Over two briefings we will look at how vaccines are discovered and manufactured, and some of the challenges that will be faced in delivering a COVID-19 vaccine to a global population of 7.8 billion. This series is produced by the Future Vaccine Manufacturing Research Hub (Vax-Hub), whose mission is to secure supply of essential vaccines to LMICs.

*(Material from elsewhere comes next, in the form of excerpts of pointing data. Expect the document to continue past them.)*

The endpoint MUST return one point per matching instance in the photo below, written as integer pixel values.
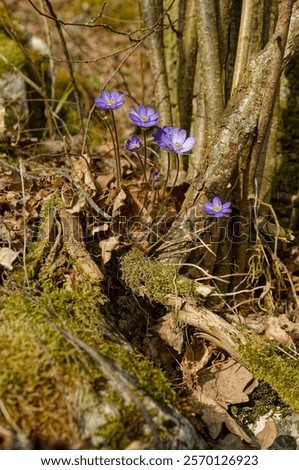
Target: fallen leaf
(107, 247)
(170, 332)
(267, 436)
(7, 257)
(227, 382)
(214, 416)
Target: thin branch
(68, 62)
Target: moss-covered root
(281, 372)
(154, 279)
(69, 376)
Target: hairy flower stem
(145, 154)
(167, 176)
(116, 149)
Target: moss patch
(153, 278)
(281, 372)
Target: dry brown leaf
(267, 435)
(214, 416)
(7, 257)
(81, 174)
(227, 382)
(107, 247)
(170, 332)
(196, 357)
(119, 202)
(278, 328)
(231, 441)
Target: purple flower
(216, 208)
(174, 139)
(134, 144)
(161, 136)
(157, 179)
(144, 117)
(106, 100)
(157, 176)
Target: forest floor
(220, 396)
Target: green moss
(281, 372)
(286, 177)
(45, 371)
(263, 400)
(12, 52)
(153, 278)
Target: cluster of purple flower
(172, 139)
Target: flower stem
(116, 150)
(145, 154)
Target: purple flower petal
(216, 201)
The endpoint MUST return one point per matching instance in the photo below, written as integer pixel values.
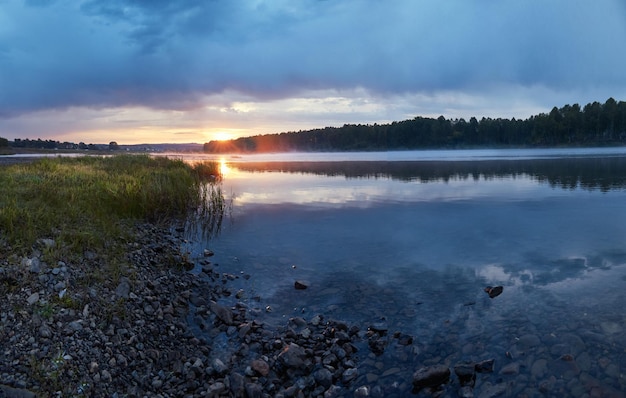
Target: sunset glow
(224, 169)
(265, 67)
(222, 136)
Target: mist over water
(414, 243)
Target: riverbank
(67, 330)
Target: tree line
(52, 144)
(570, 125)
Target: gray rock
(219, 367)
(466, 372)
(466, 392)
(223, 313)
(10, 392)
(260, 366)
(76, 325)
(492, 391)
(323, 377)
(293, 356)
(123, 289)
(363, 391)
(254, 390)
(44, 331)
(539, 368)
(485, 366)
(510, 369)
(528, 341)
(301, 285)
(33, 298)
(431, 376)
(216, 389)
(34, 265)
(349, 375)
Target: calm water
(412, 238)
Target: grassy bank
(90, 203)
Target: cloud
(180, 54)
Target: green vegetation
(91, 203)
(594, 125)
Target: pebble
(33, 298)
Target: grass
(90, 202)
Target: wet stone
(485, 366)
(539, 368)
(123, 288)
(510, 369)
(260, 366)
(431, 376)
(33, 298)
(466, 374)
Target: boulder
(494, 291)
(431, 376)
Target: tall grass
(89, 202)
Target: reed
(91, 202)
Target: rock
(466, 373)
(223, 313)
(431, 376)
(466, 392)
(216, 389)
(10, 392)
(539, 368)
(363, 391)
(76, 326)
(379, 327)
(44, 331)
(529, 341)
(254, 390)
(293, 356)
(510, 369)
(609, 327)
(34, 265)
(33, 298)
(485, 366)
(219, 367)
(349, 374)
(300, 285)
(323, 377)
(47, 243)
(260, 366)
(492, 391)
(123, 288)
(494, 291)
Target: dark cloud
(58, 54)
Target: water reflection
(603, 173)
(413, 244)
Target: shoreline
(67, 332)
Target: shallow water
(412, 238)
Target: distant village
(40, 144)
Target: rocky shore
(154, 329)
(69, 331)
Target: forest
(595, 124)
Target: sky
(180, 71)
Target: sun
(222, 136)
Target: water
(412, 239)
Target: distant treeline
(52, 144)
(595, 124)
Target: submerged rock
(431, 376)
(300, 285)
(494, 291)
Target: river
(413, 239)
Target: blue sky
(138, 71)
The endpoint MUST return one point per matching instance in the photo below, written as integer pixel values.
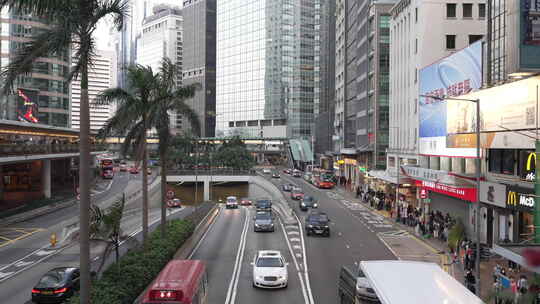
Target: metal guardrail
(32, 149)
(229, 172)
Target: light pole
(477, 209)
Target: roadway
(314, 262)
(25, 261)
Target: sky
(102, 33)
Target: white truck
(401, 282)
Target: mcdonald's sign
(528, 165)
(516, 200)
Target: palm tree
(172, 98)
(71, 25)
(144, 107)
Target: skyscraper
(101, 76)
(268, 67)
(42, 96)
(199, 60)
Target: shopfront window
(502, 161)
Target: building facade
(43, 95)
(101, 76)
(162, 37)
(199, 60)
(268, 67)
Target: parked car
(308, 202)
(174, 203)
(297, 194)
(245, 202)
(56, 285)
(263, 205)
(263, 221)
(286, 187)
(231, 202)
(317, 223)
(269, 269)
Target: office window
(474, 38)
(482, 10)
(467, 10)
(450, 42)
(450, 10)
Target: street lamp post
(477, 209)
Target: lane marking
(231, 292)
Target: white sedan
(269, 270)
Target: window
(450, 10)
(467, 10)
(474, 38)
(482, 10)
(450, 42)
(501, 161)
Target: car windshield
(269, 262)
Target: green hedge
(124, 281)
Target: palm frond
(54, 40)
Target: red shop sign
(467, 194)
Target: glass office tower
(267, 67)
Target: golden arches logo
(511, 199)
(531, 157)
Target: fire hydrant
(53, 239)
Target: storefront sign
(466, 194)
(493, 194)
(520, 198)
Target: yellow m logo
(531, 157)
(511, 200)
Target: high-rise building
(101, 76)
(41, 96)
(268, 67)
(199, 60)
(161, 38)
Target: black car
(286, 187)
(317, 223)
(57, 285)
(308, 202)
(264, 205)
(263, 221)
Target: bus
(323, 179)
(180, 282)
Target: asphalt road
(16, 288)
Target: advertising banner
(455, 75)
(529, 46)
(507, 107)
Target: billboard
(455, 75)
(529, 45)
(510, 106)
(27, 105)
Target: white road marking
(231, 292)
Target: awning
(514, 253)
(384, 175)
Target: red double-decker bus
(180, 282)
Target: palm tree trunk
(144, 184)
(84, 184)
(163, 161)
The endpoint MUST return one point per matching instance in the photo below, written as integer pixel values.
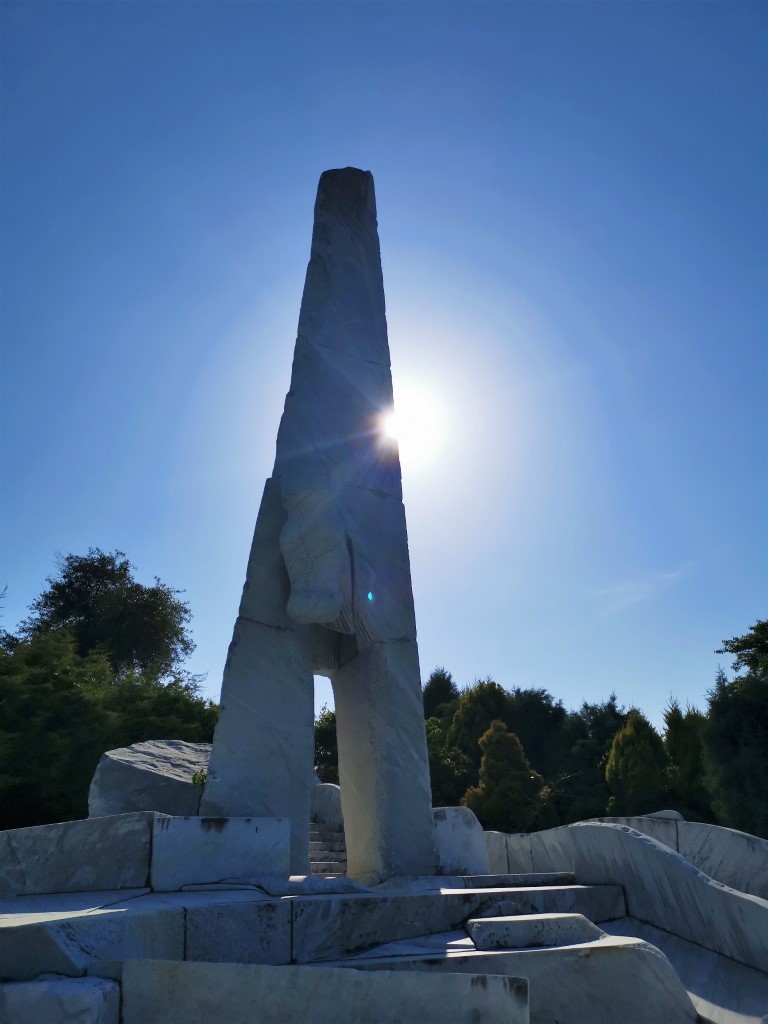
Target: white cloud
(623, 595)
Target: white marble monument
(328, 587)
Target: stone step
(325, 845)
(531, 930)
(328, 855)
(326, 836)
(606, 979)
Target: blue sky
(573, 219)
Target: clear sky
(573, 220)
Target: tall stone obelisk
(328, 587)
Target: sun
(417, 424)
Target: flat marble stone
(531, 930)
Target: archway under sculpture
(328, 587)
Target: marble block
(60, 1000)
(735, 858)
(66, 942)
(460, 842)
(666, 890)
(257, 932)
(157, 992)
(74, 856)
(196, 850)
(327, 806)
(531, 930)
(156, 775)
(605, 981)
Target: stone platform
(174, 926)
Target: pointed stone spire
(328, 588)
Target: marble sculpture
(328, 587)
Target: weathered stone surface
(71, 856)
(496, 844)
(327, 805)
(658, 826)
(722, 991)
(195, 850)
(519, 854)
(264, 740)
(665, 890)
(342, 925)
(531, 930)
(186, 993)
(735, 858)
(329, 580)
(383, 772)
(60, 1000)
(460, 842)
(551, 851)
(156, 775)
(240, 933)
(601, 982)
(66, 942)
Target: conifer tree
(507, 797)
(636, 771)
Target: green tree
(682, 740)
(479, 705)
(751, 649)
(59, 712)
(735, 750)
(508, 796)
(450, 770)
(587, 738)
(439, 691)
(96, 598)
(636, 771)
(326, 747)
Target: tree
(751, 649)
(682, 740)
(326, 748)
(450, 770)
(478, 706)
(735, 751)
(96, 598)
(587, 737)
(636, 771)
(59, 712)
(506, 799)
(439, 690)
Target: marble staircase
(328, 852)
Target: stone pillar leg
(383, 771)
(263, 747)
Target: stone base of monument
(167, 912)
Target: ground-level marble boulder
(60, 1000)
(667, 891)
(157, 992)
(460, 842)
(157, 775)
(77, 856)
(605, 981)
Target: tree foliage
(682, 740)
(438, 691)
(507, 797)
(96, 598)
(326, 747)
(59, 711)
(751, 648)
(450, 770)
(636, 771)
(735, 751)
(478, 706)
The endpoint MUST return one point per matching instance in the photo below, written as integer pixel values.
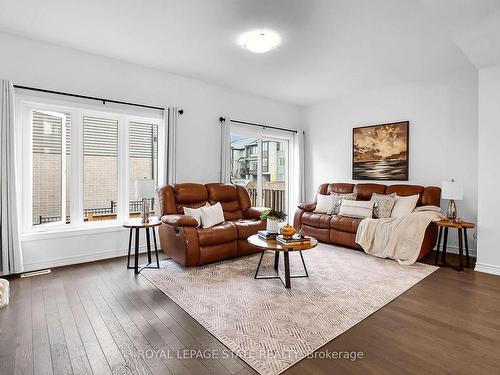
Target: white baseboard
(453, 249)
(488, 268)
(66, 261)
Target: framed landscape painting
(380, 152)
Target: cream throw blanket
(395, 238)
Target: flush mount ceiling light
(259, 41)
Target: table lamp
(452, 190)
(145, 191)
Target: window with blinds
(143, 159)
(115, 148)
(100, 168)
(51, 160)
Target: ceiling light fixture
(259, 41)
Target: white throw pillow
(212, 215)
(195, 213)
(427, 208)
(356, 209)
(324, 204)
(404, 205)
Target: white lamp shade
(452, 190)
(144, 188)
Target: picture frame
(381, 152)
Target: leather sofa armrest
(180, 220)
(307, 206)
(254, 212)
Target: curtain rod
(104, 101)
(221, 119)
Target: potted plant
(273, 218)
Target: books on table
(265, 235)
(294, 240)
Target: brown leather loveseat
(189, 245)
(341, 230)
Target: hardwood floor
(99, 317)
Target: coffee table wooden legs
(286, 278)
(287, 269)
(462, 239)
(138, 268)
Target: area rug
(271, 327)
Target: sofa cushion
(316, 220)
(228, 196)
(344, 223)
(407, 190)
(218, 234)
(190, 195)
(246, 228)
(365, 191)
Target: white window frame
(124, 115)
(266, 134)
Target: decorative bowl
(287, 231)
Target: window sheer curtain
(11, 260)
(171, 120)
(225, 161)
(299, 189)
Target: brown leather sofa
(181, 239)
(341, 230)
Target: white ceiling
(328, 46)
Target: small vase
(272, 226)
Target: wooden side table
(461, 227)
(135, 225)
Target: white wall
(489, 171)
(31, 63)
(443, 133)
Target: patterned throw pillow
(337, 201)
(383, 205)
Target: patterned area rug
(271, 327)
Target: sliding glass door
(260, 162)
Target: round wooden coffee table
(277, 247)
(136, 225)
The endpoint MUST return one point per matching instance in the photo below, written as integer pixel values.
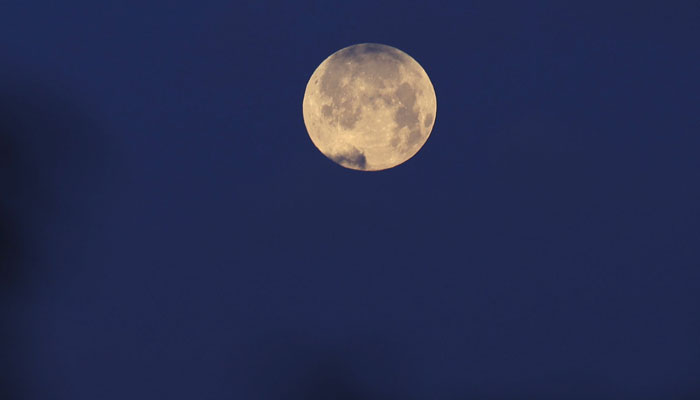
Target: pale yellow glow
(369, 107)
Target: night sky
(169, 231)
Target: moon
(369, 107)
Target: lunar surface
(369, 107)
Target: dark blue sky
(169, 231)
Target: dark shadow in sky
(49, 149)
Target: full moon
(369, 107)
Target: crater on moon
(369, 107)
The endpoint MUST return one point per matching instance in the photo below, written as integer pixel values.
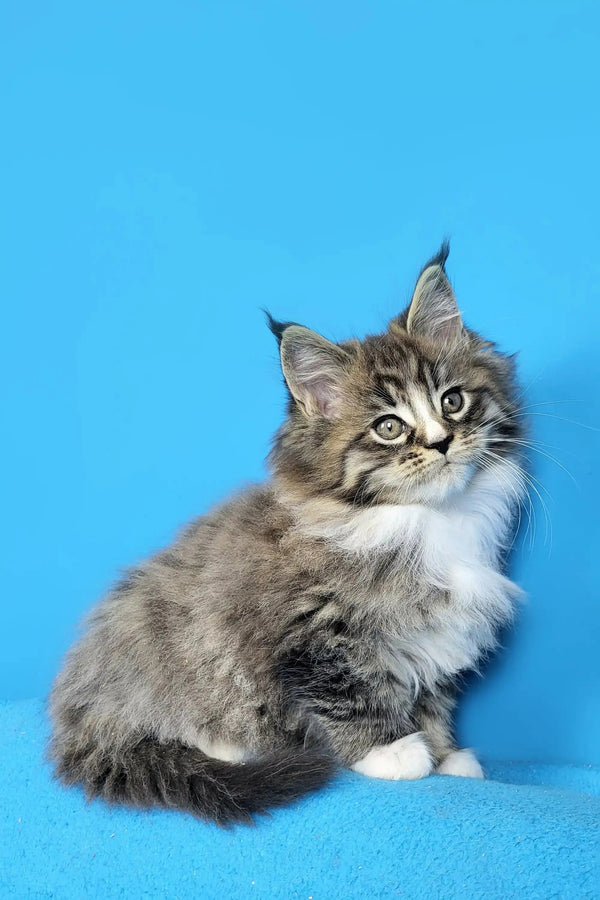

In the ten months following reports of a cluster of pneumonia cases in Hubei Province in China,1 COVID-19 (the disease caused by the SARS-CoV-2 virus) has become a global pandemic, affecting over 40 million people worldwide and killing over 1.1 million.2 A range of policies have been implemented by governments around the world to mitigate the humanitarian and economic impacts of the COVID-19 pandemic, but it is acknowledged that securing an effective vaccine is essential to global recovery and to decreasing society’s vulnerability to recurrent waves of the virus.3
According to the World Health Organisation (WHO), there are currently 198 COVID-19 candidate vaccines in development, 44 of which are undergoing clinical trials in humans and 154 of which are in pre-clinical evaluation.4 If any of these candidates proves successful in clinical trials, new manufacturing and supply challenges must be overcome to produce and distribute vaccines to a global population of 7.8 billion people, and ensure equitable access to these vaccines for all.
How do vaccines work?
Vaccines train the immune system to recognise and kill disease-causing microorganisms and viruses, known as pathogens, before they can lead to a potentially serious illness. When the body encounters a new pathogen, proteins or sugars on the surface of the pathogen (known as the “antigenic” parts of the pathogen) trigger an immune response in which antibodies are created that destroy the pathogen. Those antibodies are deployed when the pathogen is encountered again, protecting from future infections.
Types of vaccine
Early vaccination strategies involved exposing individuals to closely related pathogens which cause a milder form of disease than the target pathogen. The goal was to create immunity to the more serious pathogen without needing to expose the individual to it, see Box 1. Scientists have since developed a huge toolkit of different vaccination strategies that don’t rely on the need to identify a related, yet less harmful pathogen. The vaccination strategy chosen can be tailored according to the pathogen, its mode of infection and how the immune system responds to it. The main types of vaccine in use today are displayed in Table 1.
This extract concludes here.